The modification in cell wall components is reported to be induced by the action of cell wall hydrolases [46]. For example, PME and PG are two important enzymes that are responsible for breaking pectic polymers. Pectin methylesterase results in the demethylated pectins that can be degraded by polygalacturonase [13]. It was also observed that accumulation of cell wall-degrading enzymes in plant could be induced by pathogen invasion [29]. In this study, PG and PME activities were found higher in infected fruits (Figure 4), resulting in the rotting of citrus fruits. These results are accordance with the observations of Shi et al. [11], who also reported that TS-g-SA could control rotting of grapefruits through the suppression of PG and PME activities.
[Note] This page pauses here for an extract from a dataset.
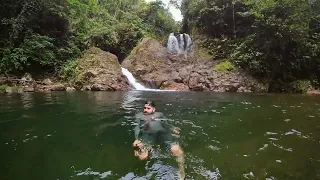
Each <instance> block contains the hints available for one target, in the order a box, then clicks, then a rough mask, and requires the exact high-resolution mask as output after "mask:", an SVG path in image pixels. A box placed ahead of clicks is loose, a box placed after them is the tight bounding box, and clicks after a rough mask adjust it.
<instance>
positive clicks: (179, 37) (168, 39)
mask: <svg viewBox="0 0 320 180" xmlns="http://www.w3.org/2000/svg"><path fill="white" fill-rule="evenodd" d="M167 48H168V50H169V52H171V53H178V54H184V53H186V52H189V51H191V50H192V40H191V37H190V35H188V34H186V33H183V34H178V35H177V36H175V35H174V33H170V35H169V38H168V43H167Z"/></svg>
Altogether, the higher activities of PME and PG accelerated the cell wall degradation process in P. italicum-treated fruit. It is noteworthy that the P. italicum-treated fruit showed sharp declines in the activities of cell wall-degrading-related enzymes (PG and PME) during the late stages of storage (Figure 4). We postulated that this general loss of cell wall related-enzyme activities in the infected fruit reflected cell wall disruption or dysfunction, which were significantly accelerated by fungi infection. Together with the increased activities of PG and PME, higher expression levels of XTH genes were also observed in Pi-treated fruit (Figure 5). Considering the important contribution of XTH to cell wall degradation [12], it was postulated that the induction of XTHs expression by P. italicum might be related to cell wall degradation of the mandarin peel. Therefore, we proposed that the enhanced enzymatic degradation of cell wall might contribute to the successful infection of P. italicum on ‘shatangju’ mandarin. In accordance with our results, citrus fruit treated with Colletotrichum gloeosporioides also showed enhancement of enzymatic cell wall degradation [29]. In all, we concluded that enzymatic degradation of cell wall was also enhanced by P. italicum infection, which might contribute to the successful infection of P. italicum on ‘shatangju’ mandarin fruit.

5. Conclusions

As shown in Figure 6, the findings in this study indicated that P. italicum infected ‘shatangju’ mandarin cultivar through modulating cell wall structure. Cell wall degradation might be attributed to higher accumulation of ROS production caused by inhibited antioxidant activity and lower AsA accumulation in ‘shatangju’ mandarin. Higher expression of expansin together with lower expression of GLP1 also contributed to the non-enzymatic degradation of cell wall of ‘shatangju’ mandarin peel. Additionally, enhancement of enzymatic degradation of ‘shatangju’ mandarin cell wall was observed after P. italicum infection. These results provide a new basis for the study of the interaction between P. italicum and citrus fruit and potential target to control disease and extend the shelf life of ‘shatangju’ mandarin fruit.